His Gothic Symphony is the ultimate cult neglected work by a British composer forgotten by all but the fanatical few

After booking opened on Saturday for the BBC Proms 2011, 87,000 tickets were sold in the first 12 hours. Amid such Glastonbury-level demand, it is not surprising that seats for a few of the starriest concerts have now all gone – though uniquely, of course, there will still be 1,400 tickets available each night on the night. It's no shock that Gustavo Dudamel and the Simón Bolívar Symphony Orchestra were first to sell out the Albert Hall, or that the Verdi Requiem ran them a close second.

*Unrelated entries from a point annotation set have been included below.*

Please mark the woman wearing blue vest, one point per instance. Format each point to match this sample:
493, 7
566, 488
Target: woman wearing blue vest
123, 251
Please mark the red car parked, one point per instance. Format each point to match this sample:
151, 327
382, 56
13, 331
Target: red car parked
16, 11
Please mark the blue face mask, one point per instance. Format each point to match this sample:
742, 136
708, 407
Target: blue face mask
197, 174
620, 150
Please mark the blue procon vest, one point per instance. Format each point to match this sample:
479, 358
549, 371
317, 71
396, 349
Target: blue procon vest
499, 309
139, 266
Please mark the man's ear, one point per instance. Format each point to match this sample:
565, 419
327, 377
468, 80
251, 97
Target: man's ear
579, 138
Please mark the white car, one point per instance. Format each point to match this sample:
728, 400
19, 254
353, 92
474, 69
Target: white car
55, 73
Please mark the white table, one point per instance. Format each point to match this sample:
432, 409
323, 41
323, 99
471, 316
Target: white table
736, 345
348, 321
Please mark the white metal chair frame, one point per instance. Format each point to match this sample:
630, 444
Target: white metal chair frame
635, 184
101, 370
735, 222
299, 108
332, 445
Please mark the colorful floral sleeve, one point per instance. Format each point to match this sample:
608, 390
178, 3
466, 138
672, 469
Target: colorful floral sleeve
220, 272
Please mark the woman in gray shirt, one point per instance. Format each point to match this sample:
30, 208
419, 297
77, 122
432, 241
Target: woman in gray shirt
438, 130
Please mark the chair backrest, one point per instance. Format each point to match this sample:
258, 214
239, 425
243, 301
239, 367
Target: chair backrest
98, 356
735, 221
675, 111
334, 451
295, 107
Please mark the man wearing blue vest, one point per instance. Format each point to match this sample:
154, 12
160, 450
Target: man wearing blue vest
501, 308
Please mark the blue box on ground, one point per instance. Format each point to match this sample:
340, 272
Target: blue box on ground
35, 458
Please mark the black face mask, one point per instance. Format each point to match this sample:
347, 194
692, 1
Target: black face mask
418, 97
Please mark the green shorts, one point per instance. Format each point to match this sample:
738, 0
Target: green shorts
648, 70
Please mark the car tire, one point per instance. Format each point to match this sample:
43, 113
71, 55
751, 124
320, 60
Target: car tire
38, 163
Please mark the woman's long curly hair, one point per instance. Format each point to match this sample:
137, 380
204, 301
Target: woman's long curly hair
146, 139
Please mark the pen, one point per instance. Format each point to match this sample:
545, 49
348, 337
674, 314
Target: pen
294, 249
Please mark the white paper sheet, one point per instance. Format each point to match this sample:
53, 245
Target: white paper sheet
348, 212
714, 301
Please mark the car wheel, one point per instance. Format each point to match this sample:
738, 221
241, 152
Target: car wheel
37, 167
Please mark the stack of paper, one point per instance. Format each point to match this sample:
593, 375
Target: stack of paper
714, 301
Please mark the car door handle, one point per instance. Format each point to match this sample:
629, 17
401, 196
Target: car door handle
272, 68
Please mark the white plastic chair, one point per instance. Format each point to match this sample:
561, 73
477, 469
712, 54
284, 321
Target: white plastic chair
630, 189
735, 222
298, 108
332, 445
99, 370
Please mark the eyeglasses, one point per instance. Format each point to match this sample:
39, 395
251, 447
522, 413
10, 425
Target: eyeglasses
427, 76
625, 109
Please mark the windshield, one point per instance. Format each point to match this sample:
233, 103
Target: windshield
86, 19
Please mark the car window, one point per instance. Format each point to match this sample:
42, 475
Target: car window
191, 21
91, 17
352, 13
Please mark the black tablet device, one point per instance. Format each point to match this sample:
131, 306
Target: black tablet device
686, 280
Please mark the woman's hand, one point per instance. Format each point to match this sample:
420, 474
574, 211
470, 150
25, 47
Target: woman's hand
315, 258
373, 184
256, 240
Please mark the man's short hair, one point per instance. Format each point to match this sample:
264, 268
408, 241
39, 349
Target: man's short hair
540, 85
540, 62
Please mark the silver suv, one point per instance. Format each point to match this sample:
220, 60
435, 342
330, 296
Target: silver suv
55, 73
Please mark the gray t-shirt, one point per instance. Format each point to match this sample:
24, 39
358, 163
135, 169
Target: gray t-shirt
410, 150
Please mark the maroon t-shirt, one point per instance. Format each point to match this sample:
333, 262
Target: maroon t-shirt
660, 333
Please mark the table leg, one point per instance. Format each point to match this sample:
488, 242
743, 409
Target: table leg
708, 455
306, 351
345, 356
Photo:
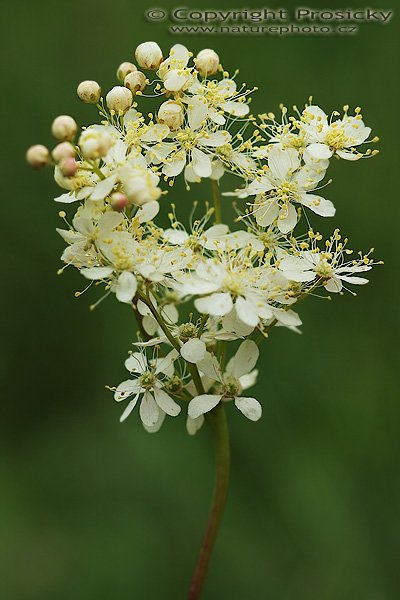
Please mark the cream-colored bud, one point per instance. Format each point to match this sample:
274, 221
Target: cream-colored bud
119, 99
63, 150
136, 81
149, 55
123, 70
64, 128
119, 201
68, 167
89, 92
207, 62
171, 114
38, 156
95, 142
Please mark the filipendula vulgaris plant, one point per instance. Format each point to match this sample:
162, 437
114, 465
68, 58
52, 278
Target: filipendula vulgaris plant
240, 279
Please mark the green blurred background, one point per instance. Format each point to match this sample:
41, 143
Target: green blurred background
95, 510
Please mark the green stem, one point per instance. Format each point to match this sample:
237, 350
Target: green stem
219, 428
217, 201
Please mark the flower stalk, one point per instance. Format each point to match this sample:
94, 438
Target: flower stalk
219, 428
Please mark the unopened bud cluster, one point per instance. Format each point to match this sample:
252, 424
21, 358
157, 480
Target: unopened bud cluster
206, 294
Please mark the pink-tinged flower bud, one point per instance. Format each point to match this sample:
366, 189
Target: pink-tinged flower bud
207, 62
68, 167
149, 55
64, 128
63, 150
123, 70
171, 113
38, 156
89, 92
136, 81
119, 99
119, 201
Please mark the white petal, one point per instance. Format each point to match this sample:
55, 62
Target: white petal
176, 165
126, 389
201, 163
287, 218
333, 285
321, 206
129, 409
103, 188
154, 428
354, 280
197, 111
219, 138
97, 272
126, 287
202, 404
210, 367
319, 151
216, 304
193, 350
66, 198
237, 109
247, 312
136, 363
149, 411
193, 425
165, 402
250, 407
349, 155
245, 358
217, 170
216, 116
148, 211
283, 162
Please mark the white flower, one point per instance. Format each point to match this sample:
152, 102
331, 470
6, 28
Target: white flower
328, 265
207, 62
286, 182
174, 71
211, 99
196, 149
170, 113
239, 376
119, 99
89, 91
136, 82
148, 55
148, 384
96, 141
326, 137
230, 282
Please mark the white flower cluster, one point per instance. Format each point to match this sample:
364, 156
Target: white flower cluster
230, 285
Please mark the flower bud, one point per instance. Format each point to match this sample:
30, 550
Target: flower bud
63, 150
119, 99
136, 81
64, 128
119, 201
95, 142
68, 167
38, 156
207, 62
149, 55
171, 114
124, 69
89, 92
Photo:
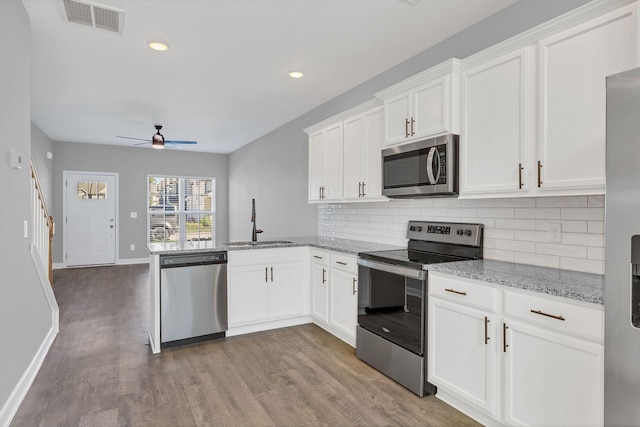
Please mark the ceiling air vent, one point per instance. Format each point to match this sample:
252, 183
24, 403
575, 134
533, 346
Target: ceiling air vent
93, 15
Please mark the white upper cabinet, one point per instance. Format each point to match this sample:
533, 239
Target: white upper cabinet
496, 122
345, 156
573, 66
534, 108
325, 164
423, 105
363, 136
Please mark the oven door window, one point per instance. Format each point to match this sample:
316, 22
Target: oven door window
395, 310
422, 167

No surprise, either, among the chamber concerts, that tickets for Bach's Goldberg Variations and the Yo-Yo Ma recital have now gone too. The truly remarkable news, astonishing even, is that the only other Prom to sell out on day one is a performance of an 84-year-old work that has only ever been played complete five times and has not been heard in London for 30 years. Havergal Brian's Gothic Symphony is the ultimate cult neglected work by a British composer forgotten by all but the fanatical few. Everything about it is massive, from the 150-strong main orchestra, the 40 extra brass players and the nine choirs who will cram the Albert Hall to the Gothic's two-hour length. The rare performance on 17 July has clearly struck a suitably gargantuan chord. "Stunning recognition for Brian's magnum opus," was the Havergal Brian Society's verdict to the news. Those of us who missed out on Saturday will surely be crammed into the standing places or glued to our radios for this once-in-a-livetime symphonic extravaganza.